Во вторник я заканчивал в 4 дня и летел домой на всех парах, чтобы застать ее в аське. По пути забегал в ликеро-водочный, брал бутылку водки Смирнофф (0,375), вбегал в дом, врубал комп, пока грузился весь этот неуклюжий американский софт, я накатывал 150 обжигающих грамм, плюхался в кресло. Если красный цветочек был перед ее ником в аське, у меня обвисали плечи. Я долго смотрел в стол, не зная, что предпринять. Понимал, что в Москве заполночь, и ей нужно на РАБотку, но все же… Иногда, уходя, она оставляла мне длинные трогательные сообщения, которые я перечитывал помногу раз, разбавляя горечь водкой.
Но если цветочек был зеленым! Я подпрыгивал, кидался на клавиатуру и как прыщавый мальчик из парка пубертантного периода начинал истово колошматить по клавишам всякую дурацкую ересь, которая тогда казалась такой важной. Низ живота начинал сладко гудеть, пальцы ног – отбивать чечетку по полу, улыбка просто не сходила с лица. У нас был час, ну, максимум, два, чтобы все сказать друг другу. Это было очень романтично. Романтичнее не бывает, наверное. Во всяком случае, для такого прожженного циничного ублюдка как я. Когда мы прощались и писали друг другу нежные слова, сидя за тысячи километров друг от друга, когда обменивались фотками по почте, у меня начиналась эйфория. Когда цветочек все-таки загорался красным, я включал Дистемпер «Слезы», гасил свет и допивал купленную водку. В те моменты меня можно было мять как пластилин или ссать в лицо с расстояния вытянутой руки. Мне было все равно. Я был влюблен.

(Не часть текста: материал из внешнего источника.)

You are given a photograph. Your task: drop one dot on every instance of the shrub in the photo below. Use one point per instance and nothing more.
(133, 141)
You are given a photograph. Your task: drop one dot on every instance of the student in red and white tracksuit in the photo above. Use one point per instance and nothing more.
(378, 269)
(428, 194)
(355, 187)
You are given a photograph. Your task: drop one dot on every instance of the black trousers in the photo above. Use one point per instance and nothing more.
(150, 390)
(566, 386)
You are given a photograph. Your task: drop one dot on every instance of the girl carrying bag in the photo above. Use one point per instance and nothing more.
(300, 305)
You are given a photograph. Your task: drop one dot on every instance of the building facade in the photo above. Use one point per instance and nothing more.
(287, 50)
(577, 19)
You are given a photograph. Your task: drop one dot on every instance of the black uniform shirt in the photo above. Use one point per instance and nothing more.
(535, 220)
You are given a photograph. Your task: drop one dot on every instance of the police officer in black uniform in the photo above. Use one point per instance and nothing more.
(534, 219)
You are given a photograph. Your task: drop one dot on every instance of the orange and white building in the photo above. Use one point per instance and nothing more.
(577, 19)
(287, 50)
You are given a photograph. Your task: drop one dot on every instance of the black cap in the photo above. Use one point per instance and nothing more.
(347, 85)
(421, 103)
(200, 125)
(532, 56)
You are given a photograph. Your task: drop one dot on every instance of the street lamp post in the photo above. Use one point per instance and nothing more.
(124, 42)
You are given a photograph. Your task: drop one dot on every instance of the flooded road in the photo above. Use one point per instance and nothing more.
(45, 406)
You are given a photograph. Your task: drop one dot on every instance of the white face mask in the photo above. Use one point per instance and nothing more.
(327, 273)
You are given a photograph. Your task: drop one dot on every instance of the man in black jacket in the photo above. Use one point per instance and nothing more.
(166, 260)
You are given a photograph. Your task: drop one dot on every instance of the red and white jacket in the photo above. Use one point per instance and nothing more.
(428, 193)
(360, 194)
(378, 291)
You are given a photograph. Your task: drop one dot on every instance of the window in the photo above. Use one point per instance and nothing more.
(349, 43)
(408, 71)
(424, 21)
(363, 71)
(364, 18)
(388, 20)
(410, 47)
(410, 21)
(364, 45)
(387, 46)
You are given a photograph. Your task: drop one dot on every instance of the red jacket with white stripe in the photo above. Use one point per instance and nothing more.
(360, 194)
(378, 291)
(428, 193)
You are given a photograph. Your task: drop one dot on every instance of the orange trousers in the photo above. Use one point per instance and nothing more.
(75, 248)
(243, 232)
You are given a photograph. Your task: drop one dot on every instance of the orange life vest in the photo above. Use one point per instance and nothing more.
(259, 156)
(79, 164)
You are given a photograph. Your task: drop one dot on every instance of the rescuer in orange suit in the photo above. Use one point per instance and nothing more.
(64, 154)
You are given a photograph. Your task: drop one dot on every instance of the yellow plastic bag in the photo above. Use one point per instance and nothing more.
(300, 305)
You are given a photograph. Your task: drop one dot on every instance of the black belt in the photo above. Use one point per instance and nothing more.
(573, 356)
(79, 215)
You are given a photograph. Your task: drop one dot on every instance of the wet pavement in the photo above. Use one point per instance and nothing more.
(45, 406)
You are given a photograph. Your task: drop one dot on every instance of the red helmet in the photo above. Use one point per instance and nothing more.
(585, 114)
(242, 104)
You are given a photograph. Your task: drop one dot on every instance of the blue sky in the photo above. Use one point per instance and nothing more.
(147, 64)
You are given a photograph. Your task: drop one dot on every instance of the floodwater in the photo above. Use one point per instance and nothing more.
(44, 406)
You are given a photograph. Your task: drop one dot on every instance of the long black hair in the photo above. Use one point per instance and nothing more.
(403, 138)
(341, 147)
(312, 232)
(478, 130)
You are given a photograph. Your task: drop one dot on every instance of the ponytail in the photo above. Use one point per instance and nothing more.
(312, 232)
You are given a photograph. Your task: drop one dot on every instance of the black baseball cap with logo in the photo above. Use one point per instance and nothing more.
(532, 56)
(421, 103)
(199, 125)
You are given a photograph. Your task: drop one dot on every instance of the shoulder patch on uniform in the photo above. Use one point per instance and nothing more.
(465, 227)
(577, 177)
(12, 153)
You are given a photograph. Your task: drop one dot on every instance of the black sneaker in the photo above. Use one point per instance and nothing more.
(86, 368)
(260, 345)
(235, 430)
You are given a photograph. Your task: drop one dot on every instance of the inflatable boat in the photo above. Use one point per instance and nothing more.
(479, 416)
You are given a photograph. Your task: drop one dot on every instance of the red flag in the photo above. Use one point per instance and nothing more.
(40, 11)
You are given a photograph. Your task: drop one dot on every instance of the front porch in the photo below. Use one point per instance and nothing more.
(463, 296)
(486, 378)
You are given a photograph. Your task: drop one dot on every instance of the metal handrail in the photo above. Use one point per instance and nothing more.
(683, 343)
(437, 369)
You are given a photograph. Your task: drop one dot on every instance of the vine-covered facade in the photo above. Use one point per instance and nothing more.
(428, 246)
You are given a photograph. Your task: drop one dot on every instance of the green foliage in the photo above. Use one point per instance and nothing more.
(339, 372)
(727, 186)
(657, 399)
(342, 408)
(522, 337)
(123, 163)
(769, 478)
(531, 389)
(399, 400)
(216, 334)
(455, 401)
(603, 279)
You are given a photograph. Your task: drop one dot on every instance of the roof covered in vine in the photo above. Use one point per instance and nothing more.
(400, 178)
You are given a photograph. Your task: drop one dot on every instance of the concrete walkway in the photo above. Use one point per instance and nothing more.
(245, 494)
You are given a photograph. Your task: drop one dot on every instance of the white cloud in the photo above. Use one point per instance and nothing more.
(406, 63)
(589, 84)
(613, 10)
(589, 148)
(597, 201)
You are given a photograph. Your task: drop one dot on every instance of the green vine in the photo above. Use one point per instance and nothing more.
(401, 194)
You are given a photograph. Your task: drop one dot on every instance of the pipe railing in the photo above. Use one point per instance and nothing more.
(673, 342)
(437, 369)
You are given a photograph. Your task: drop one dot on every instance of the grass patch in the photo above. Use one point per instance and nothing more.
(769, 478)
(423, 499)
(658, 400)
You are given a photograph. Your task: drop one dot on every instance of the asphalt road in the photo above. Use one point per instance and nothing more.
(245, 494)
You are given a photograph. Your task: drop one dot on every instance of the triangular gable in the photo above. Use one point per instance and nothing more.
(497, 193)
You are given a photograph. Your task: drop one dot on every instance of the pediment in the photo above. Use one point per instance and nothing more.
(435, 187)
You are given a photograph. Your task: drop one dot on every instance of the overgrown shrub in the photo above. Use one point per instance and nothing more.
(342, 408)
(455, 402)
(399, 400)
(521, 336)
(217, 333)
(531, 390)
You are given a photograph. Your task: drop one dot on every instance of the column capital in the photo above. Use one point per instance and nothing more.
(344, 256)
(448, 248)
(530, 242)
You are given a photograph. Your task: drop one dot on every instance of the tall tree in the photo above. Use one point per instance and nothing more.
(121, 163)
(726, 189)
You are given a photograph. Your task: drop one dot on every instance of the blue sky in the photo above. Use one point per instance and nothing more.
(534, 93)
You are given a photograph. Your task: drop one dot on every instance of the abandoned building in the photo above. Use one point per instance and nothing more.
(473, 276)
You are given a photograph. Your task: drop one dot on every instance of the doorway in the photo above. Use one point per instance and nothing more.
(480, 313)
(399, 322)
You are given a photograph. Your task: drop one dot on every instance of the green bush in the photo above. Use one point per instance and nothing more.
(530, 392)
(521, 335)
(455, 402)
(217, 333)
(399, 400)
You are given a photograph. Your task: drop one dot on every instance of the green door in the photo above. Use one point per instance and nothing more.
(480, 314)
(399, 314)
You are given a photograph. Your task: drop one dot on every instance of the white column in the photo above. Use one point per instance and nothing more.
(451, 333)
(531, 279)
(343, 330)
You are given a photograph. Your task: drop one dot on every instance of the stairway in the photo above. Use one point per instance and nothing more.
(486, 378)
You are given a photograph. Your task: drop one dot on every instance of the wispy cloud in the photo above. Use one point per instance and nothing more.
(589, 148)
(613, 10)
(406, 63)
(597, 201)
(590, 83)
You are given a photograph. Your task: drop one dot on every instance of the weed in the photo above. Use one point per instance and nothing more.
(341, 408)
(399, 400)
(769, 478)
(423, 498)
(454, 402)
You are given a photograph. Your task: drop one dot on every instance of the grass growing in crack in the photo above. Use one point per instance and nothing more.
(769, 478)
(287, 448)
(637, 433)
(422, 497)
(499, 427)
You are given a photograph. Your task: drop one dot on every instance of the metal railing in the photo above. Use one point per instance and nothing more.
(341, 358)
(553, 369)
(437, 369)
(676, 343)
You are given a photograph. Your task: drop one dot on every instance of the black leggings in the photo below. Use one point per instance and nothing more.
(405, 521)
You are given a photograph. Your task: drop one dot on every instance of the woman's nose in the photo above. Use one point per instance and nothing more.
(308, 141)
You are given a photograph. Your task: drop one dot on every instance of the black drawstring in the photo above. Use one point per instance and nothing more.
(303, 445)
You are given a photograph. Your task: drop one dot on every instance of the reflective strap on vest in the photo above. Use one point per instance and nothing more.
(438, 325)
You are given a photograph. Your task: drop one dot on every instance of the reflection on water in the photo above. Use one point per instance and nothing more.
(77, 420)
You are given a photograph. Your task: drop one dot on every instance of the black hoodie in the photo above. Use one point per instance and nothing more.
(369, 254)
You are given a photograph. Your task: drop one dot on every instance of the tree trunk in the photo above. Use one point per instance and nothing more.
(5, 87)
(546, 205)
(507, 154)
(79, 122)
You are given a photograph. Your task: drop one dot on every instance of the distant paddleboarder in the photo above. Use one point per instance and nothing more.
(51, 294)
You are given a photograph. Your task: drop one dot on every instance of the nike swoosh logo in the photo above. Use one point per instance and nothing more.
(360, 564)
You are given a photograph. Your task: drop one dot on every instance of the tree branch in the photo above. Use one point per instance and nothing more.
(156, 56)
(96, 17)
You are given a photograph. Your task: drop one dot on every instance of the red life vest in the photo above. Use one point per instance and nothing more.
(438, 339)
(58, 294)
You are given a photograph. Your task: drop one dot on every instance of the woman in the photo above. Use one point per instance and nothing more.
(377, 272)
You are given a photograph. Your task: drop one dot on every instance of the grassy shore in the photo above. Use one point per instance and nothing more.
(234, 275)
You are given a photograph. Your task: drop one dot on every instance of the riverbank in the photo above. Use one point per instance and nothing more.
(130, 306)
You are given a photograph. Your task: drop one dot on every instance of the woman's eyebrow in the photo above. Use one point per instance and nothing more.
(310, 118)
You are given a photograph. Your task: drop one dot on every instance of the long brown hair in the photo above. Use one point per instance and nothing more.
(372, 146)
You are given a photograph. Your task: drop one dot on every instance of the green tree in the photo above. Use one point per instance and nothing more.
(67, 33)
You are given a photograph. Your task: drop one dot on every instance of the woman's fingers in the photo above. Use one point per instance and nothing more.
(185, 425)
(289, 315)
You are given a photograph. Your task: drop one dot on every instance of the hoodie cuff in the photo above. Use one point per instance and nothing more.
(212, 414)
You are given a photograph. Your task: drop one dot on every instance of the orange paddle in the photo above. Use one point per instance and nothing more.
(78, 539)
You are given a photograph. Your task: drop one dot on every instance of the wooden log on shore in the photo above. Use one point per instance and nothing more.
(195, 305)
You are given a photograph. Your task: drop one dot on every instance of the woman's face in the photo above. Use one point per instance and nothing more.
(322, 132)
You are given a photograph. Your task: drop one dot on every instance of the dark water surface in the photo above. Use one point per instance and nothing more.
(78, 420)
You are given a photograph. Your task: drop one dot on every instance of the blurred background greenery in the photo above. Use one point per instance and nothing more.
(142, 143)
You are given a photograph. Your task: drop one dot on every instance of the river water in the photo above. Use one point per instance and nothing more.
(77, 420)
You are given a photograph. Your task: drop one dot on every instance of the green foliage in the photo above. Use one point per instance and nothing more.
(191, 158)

Вечером во вторник чаще всего я выходил бесцельно из дома, говорив отцу: «Я погулять.» Как несложно догадаться, первым делом я шагал в ликеро-водочный, где у гнусного индуса закупал огненной воды и запивки. Выходил из магазина… Куда идти? Какая, по большому счету разница. Куда не пойдешь, в родные места не придешь. Частенько я шагал с полмили направо по Роуэй авеню, потом поворачивал направо, поднимался по косогору мимо богатеньких домиков с пластмассовыми игрушками на газонах, доходил до железной дороги. Через пути вел мост, как у нас. А по краям путей росла неухоженная трава. Пути огораживал забор из бетонных плит. Понимаете, к чему я. Верно находил в этом антураже частичку родной Москвы, вроде станции Кунцево. На мосту я прикладывался к горлышку, шумно выдыхал и запивал кока-колой. Шел дальше, к студенческому городку, где была и библиотека, большое поле для игры в американский футбол и скамеечки по краям поля, на которых можно было здорово посидеть и поразмышлять. Через дорогу был еще один молл, на котором помимо супермаркета и кучки мелких магазинов вроде собачьей парикмахерской, был неплохой ликеро-водочный, где продавалось наше пиво: Балтика и Афанасий.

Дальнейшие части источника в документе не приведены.